En la antigua tradición cristiana, el Domingo de Ramos era una gran fiesta en honor de Cristo Rey. Las palmas, los mantos por el camino, el borrico, los cantos de Hosanna, eran signos que identificaban, según los profetas, la llegada de un gran Rey Mesías. A todo eso se sumaba algo fundamental: el cuándo y el dónde. Donde llegaba el Rey era a la ciudad de Dios, a Jerusalén, y llegaba a ella para celebrar la Pascua de su pueblo, la memoria del paso salvador de Dios para liberar a Israel de la esclavitud en Egipto.
Sin embargo, todos los elementos festivos que han adornado el comienzo de nuestra celebración, todos estos, se han ido oscureciendo y se han convertido en una inesperada tormenta en mitad del campo a partir de que ha comenzado la liturgia de la Palabra: “Ofrecí la espalda a los que me golpeaban, las mejillas a los que mesaban mi barba; no escondí el rostro ante ultrajes y salivazos.

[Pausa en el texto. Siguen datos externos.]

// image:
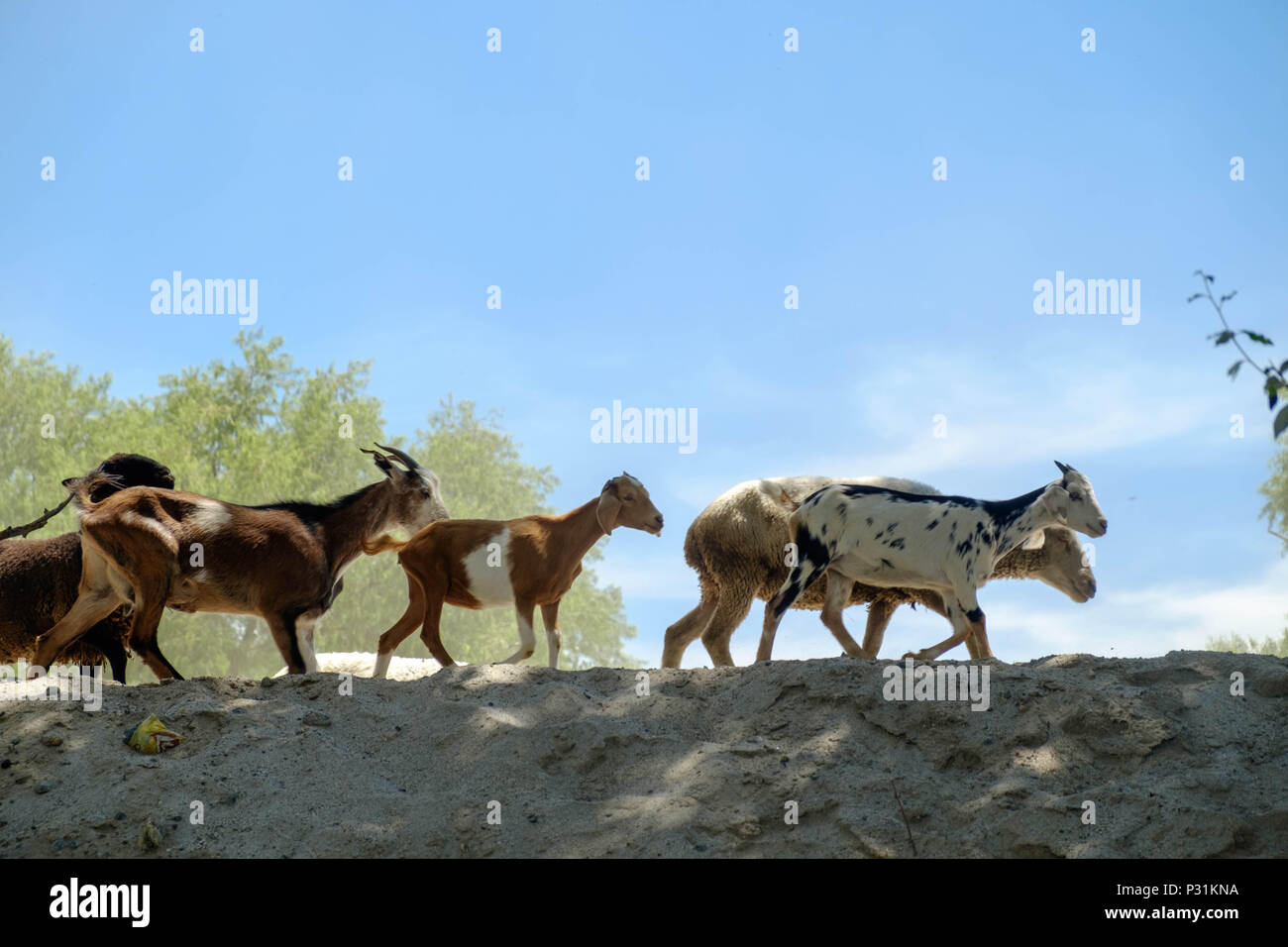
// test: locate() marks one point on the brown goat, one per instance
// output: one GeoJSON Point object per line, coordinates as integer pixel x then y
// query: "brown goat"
{"type": "Point", "coordinates": [282, 562]}
{"type": "Point", "coordinates": [524, 562]}
{"type": "Point", "coordinates": [39, 581]}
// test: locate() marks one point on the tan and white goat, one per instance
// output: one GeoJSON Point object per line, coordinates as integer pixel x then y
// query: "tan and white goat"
{"type": "Point", "coordinates": [524, 562]}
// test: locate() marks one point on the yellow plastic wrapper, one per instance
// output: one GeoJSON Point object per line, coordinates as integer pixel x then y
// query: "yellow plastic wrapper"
{"type": "Point", "coordinates": [153, 736]}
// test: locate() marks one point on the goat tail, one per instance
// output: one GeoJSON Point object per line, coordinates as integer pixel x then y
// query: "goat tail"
{"type": "Point", "coordinates": [90, 489]}
{"type": "Point", "coordinates": [381, 544]}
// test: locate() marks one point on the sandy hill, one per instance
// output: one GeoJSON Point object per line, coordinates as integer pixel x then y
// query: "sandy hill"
{"type": "Point", "coordinates": [583, 764]}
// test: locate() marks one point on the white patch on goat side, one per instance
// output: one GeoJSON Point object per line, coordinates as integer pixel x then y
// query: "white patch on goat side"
{"type": "Point", "coordinates": [133, 519]}
{"type": "Point", "coordinates": [490, 583]}
{"type": "Point", "coordinates": [209, 517]}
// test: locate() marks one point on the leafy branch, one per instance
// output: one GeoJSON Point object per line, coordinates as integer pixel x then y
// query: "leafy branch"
{"type": "Point", "coordinates": [1275, 381]}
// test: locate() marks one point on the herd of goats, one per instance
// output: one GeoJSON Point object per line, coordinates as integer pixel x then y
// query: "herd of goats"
{"type": "Point", "coordinates": [143, 547]}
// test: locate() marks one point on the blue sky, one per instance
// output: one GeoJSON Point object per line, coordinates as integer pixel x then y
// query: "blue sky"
{"type": "Point", "coordinates": [768, 169]}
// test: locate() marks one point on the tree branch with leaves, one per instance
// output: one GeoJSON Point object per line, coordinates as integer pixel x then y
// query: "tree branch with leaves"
{"type": "Point", "coordinates": [1275, 384]}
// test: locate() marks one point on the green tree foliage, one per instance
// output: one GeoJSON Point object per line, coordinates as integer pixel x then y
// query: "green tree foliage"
{"type": "Point", "coordinates": [1247, 646]}
{"type": "Point", "coordinates": [259, 429]}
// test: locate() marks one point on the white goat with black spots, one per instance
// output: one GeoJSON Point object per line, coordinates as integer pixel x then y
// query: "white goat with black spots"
{"type": "Point", "coordinates": [949, 544]}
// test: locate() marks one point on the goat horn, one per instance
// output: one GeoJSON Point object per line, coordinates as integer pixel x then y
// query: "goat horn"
{"type": "Point", "coordinates": [408, 462]}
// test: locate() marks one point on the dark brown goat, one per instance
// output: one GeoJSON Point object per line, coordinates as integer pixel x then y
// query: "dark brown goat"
{"type": "Point", "coordinates": [39, 581]}
{"type": "Point", "coordinates": [283, 561]}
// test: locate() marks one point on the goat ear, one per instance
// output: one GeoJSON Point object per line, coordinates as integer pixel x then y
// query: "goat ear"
{"type": "Point", "coordinates": [1056, 502]}
{"type": "Point", "coordinates": [381, 462]}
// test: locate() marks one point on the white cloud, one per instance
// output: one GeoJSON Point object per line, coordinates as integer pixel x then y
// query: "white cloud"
{"type": "Point", "coordinates": [1042, 414]}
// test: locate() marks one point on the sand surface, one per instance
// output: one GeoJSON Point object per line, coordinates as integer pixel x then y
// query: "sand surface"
{"type": "Point", "coordinates": [708, 763]}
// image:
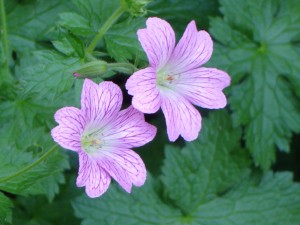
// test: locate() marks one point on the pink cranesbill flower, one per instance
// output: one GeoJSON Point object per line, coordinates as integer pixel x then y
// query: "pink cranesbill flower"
{"type": "Point", "coordinates": [174, 80]}
{"type": "Point", "coordinates": [103, 136]}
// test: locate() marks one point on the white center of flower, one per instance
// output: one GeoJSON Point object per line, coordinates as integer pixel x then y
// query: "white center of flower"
{"type": "Point", "coordinates": [90, 142]}
{"type": "Point", "coordinates": [165, 78]}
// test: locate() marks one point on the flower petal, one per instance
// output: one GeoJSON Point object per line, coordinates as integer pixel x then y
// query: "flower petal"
{"type": "Point", "coordinates": [92, 176]}
{"type": "Point", "coordinates": [203, 87]}
{"type": "Point", "coordinates": [99, 103]}
{"type": "Point", "coordinates": [158, 41]}
{"type": "Point", "coordinates": [142, 85]}
{"type": "Point", "coordinates": [125, 166]}
{"type": "Point", "coordinates": [71, 125]}
{"type": "Point", "coordinates": [193, 50]}
{"type": "Point", "coordinates": [181, 117]}
{"type": "Point", "coordinates": [129, 130]}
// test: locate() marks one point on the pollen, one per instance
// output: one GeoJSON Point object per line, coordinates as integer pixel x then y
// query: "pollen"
{"type": "Point", "coordinates": [90, 144]}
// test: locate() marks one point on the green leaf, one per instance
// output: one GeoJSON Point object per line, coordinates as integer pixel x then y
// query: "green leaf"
{"type": "Point", "coordinates": [44, 178]}
{"type": "Point", "coordinates": [39, 210]}
{"type": "Point", "coordinates": [96, 12]}
{"type": "Point", "coordinates": [207, 182]}
{"type": "Point", "coordinates": [207, 166]}
{"type": "Point", "coordinates": [257, 48]}
{"type": "Point", "coordinates": [122, 42]}
{"type": "Point", "coordinates": [76, 23]}
{"type": "Point", "coordinates": [70, 45]}
{"type": "Point", "coordinates": [143, 206]}
{"type": "Point", "coordinates": [29, 22]}
{"type": "Point", "coordinates": [179, 13]}
{"type": "Point", "coordinates": [47, 74]}
{"type": "Point", "coordinates": [5, 209]}
{"type": "Point", "coordinates": [272, 200]}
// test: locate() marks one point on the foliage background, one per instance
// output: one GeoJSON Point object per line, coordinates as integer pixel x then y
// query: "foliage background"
{"type": "Point", "coordinates": [244, 167]}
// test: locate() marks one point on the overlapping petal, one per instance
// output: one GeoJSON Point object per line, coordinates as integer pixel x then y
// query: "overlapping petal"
{"type": "Point", "coordinates": [193, 50]}
{"type": "Point", "coordinates": [99, 103]}
{"type": "Point", "coordinates": [158, 41]}
{"type": "Point", "coordinates": [125, 166]}
{"type": "Point", "coordinates": [142, 85]}
{"type": "Point", "coordinates": [71, 125]}
{"type": "Point", "coordinates": [129, 130]}
{"type": "Point", "coordinates": [181, 117]}
{"type": "Point", "coordinates": [203, 87]}
{"type": "Point", "coordinates": [92, 175]}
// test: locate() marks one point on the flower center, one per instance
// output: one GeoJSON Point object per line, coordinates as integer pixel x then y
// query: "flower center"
{"type": "Point", "coordinates": [164, 78]}
{"type": "Point", "coordinates": [90, 142]}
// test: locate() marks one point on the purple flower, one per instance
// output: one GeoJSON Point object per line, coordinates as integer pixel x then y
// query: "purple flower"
{"type": "Point", "coordinates": [174, 80]}
{"type": "Point", "coordinates": [102, 135]}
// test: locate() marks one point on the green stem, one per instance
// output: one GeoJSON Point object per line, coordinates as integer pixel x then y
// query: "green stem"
{"type": "Point", "coordinates": [29, 167]}
{"type": "Point", "coordinates": [126, 68]}
{"type": "Point", "coordinates": [104, 28]}
{"type": "Point", "coordinates": [4, 38]}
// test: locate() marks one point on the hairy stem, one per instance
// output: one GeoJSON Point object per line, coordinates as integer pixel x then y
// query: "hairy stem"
{"type": "Point", "coordinates": [104, 28]}
{"type": "Point", "coordinates": [4, 40]}
{"type": "Point", "coordinates": [29, 167]}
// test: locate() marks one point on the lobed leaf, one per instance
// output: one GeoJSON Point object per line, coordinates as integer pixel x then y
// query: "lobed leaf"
{"type": "Point", "coordinates": [257, 48]}
{"type": "Point", "coordinates": [5, 209]}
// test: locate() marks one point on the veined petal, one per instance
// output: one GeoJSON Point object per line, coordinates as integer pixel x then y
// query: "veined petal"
{"type": "Point", "coordinates": [158, 41]}
{"type": "Point", "coordinates": [181, 117]}
{"type": "Point", "coordinates": [125, 166]}
{"type": "Point", "coordinates": [142, 85]}
{"type": "Point", "coordinates": [71, 125]}
{"type": "Point", "coordinates": [193, 50]}
{"type": "Point", "coordinates": [129, 130]}
{"type": "Point", "coordinates": [92, 176]}
{"type": "Point", "coordinates": [99, 103]}
{"type": "Point", "coordinates": [203, 87]}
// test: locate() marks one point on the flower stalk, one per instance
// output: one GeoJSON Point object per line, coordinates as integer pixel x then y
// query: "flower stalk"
{"type": "Point", "coordinates": [4, 40]}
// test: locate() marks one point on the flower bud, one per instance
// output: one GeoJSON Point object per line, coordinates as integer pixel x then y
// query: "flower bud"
{"type": "Point", "coordinates": [91, 69]}
{"type": "Point", "coordinates": [135, 7]}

El Señor Dios me ayuda, por eso no sentía los ultrajes”, así decía Isaías. El salmo insistía en el dolor y el daño: “Me acorrala una jauría de mastines, me cerca una banda de malhechores; me taladran las manos y los pies, puedo contar mis huesos”. San Pablo resumía todo esto de forma preciosa: “se despojó de sí mismo tomando la condición de esclavo, hecho semejante a los hombres. Y así, reconocido como hombre por su presencia, se humilló a sí mismo, hecho obediente hasta la muerte, y una muerte de cruz”.

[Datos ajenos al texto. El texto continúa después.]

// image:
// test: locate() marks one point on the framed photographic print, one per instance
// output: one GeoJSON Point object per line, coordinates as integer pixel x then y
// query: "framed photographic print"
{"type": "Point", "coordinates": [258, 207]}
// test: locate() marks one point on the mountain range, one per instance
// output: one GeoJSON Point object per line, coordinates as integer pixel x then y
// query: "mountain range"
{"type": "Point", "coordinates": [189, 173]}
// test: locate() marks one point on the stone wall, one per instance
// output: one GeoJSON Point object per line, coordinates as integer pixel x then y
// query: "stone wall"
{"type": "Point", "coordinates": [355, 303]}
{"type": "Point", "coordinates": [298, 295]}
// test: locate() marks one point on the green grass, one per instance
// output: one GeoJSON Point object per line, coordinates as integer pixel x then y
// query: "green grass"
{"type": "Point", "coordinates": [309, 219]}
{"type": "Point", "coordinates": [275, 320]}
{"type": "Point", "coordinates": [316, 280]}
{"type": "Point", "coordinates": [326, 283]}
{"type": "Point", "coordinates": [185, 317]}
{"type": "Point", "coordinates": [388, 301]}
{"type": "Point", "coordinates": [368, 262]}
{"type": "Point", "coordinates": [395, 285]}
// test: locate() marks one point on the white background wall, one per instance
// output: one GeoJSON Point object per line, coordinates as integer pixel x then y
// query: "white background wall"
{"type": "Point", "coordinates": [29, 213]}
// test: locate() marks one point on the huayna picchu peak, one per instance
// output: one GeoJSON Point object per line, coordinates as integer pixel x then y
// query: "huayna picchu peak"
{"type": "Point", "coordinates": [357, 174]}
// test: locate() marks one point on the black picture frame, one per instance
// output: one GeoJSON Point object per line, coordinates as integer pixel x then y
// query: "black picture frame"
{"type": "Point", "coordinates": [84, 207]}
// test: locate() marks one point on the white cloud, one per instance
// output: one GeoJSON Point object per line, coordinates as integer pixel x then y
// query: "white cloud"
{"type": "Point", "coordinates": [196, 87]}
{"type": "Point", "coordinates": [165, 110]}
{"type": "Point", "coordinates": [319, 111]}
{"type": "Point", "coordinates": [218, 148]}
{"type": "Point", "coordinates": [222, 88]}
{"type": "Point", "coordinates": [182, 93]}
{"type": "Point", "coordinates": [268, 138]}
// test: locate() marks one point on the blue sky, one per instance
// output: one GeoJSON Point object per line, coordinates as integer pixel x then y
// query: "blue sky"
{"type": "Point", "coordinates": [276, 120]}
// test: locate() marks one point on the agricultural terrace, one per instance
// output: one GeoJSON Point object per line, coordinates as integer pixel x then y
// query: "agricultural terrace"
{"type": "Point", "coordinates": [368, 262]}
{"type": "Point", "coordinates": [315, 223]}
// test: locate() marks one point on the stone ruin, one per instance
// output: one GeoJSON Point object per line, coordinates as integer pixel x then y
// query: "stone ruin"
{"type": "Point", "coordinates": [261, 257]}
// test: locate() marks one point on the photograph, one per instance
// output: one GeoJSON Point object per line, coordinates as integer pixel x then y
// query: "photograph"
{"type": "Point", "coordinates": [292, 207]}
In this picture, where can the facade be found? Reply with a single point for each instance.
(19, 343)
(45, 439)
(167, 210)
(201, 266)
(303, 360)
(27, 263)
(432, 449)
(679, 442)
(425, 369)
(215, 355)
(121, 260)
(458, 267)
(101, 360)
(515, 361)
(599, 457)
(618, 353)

Una de dos, o el reinado de la procesión ha quedado en nada, se ha evaporado, o el reinado se va a ejercer de forma misteriosa: sí, se va a ejercer de forma insospechada. La victoria de Cristo no depende de grupos de poder, ni de gente influyente, ni de golpes de suerte, Cristo vence con armas insospechadas, la debilidad, la mansedumbre, la humildad. Porque la victoria de Cristo no es para este mundo, no busca el poder de este mundo tanto como instaurar el Reino de Dios.

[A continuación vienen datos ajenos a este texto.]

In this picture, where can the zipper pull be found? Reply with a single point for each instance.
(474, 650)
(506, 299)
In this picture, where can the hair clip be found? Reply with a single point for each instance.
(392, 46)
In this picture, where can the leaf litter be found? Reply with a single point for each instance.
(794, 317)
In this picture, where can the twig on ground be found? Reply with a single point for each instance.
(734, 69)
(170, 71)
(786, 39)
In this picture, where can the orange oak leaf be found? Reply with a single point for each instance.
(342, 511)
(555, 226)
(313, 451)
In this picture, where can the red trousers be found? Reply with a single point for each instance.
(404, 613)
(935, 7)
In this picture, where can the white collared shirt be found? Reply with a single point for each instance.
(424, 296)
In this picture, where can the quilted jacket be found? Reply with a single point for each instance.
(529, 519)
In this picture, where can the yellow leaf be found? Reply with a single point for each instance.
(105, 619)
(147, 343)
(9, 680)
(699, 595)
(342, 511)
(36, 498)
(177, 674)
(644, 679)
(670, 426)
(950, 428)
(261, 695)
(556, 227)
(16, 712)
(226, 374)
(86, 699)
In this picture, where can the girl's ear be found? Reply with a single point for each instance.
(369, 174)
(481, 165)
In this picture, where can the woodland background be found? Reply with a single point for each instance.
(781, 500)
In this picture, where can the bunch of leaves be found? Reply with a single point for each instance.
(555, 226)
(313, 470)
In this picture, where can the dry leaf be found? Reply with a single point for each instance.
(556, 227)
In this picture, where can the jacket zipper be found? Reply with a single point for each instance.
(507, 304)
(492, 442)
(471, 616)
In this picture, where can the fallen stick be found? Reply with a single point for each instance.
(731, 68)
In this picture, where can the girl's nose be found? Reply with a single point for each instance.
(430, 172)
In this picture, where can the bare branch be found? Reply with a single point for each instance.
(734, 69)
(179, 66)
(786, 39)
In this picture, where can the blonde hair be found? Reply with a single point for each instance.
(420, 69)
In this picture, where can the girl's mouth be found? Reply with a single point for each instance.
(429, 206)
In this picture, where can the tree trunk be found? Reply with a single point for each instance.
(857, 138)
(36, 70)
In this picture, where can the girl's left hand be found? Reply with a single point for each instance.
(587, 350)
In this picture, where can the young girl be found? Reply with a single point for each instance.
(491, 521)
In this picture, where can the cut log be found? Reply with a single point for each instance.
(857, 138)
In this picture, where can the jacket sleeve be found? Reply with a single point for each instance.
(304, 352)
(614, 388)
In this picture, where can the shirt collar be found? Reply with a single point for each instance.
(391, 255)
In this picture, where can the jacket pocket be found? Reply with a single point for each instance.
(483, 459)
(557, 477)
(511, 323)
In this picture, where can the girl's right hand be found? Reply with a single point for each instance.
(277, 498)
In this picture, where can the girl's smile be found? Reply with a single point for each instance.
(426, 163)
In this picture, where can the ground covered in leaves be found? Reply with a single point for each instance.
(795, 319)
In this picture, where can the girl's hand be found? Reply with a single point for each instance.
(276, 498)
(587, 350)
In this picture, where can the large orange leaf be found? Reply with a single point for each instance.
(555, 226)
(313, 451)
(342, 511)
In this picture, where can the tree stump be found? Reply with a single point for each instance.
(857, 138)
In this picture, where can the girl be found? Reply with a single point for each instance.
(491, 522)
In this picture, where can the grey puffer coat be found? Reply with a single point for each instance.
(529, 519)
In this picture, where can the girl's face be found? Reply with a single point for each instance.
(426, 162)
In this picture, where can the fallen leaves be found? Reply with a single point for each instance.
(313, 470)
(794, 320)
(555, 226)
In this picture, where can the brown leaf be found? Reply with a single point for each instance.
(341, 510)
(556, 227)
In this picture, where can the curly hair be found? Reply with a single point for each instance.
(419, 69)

San Marcos destaca en el relato de la Pasión que hemos escuchado, que Jesús, cuando es puesto a prueba, callaba. Reina en el silencio. Ante las autoridades judías, ante las romanas, y ante los malhechores con los que lo crucificaron. No hace un signo, que tantas veces le pidieron, no advierte de su poder, no reclama un derecho. Jesús tiene una mirada larga, y una profunda comunión con el Padre.
Por eso, los ramos con los que festejamos, ciertamente, la victoria de Cristo, no tienen más poder en este mundo que recordarnos el camino elegido por Cristo para salvarnos. Sin más. No hay magia, ni superstición, los ramos no son una antena que capta buenas vibraciones: son un recuerdo de que Cristo será vencedor y rey cuando sea pisado, destrozado, como las olivas para hacer aceite. Para recordar eso los guardamos en casa.
Pero san Pablo nos advertía de que no solamente sucede así con Jesús en la Semana Santa, sucede así en toda su vida. Es un camino de abajamiento constante, es un camino para aprender nosotros, que tendemos a venirnos arriba, a exigir, a reclamar, a creernos más fuertes por hablar más alto o más seguido. Esta va a otro ritmo, va de otra cosa. Quien más se abaja es quien más refleja y contiene la victoria de Cristo. En mi casa, con mi familia, en mi tiempo de ocio, con lo que tengo. El grano de trigo sólo sirve si cae en tierra y muere, esa es la vida cristiana. ¿Qué tengo que aprender en estos días santos? ¿Cómo los voy a vivir?
Aprendamos a reinar con Cristo, reinando como Cristo, que deja la forma de ser fuertes de los hombres en el mayor de los ridículos, en la mayor de las vanidades siendo rey en la cruz.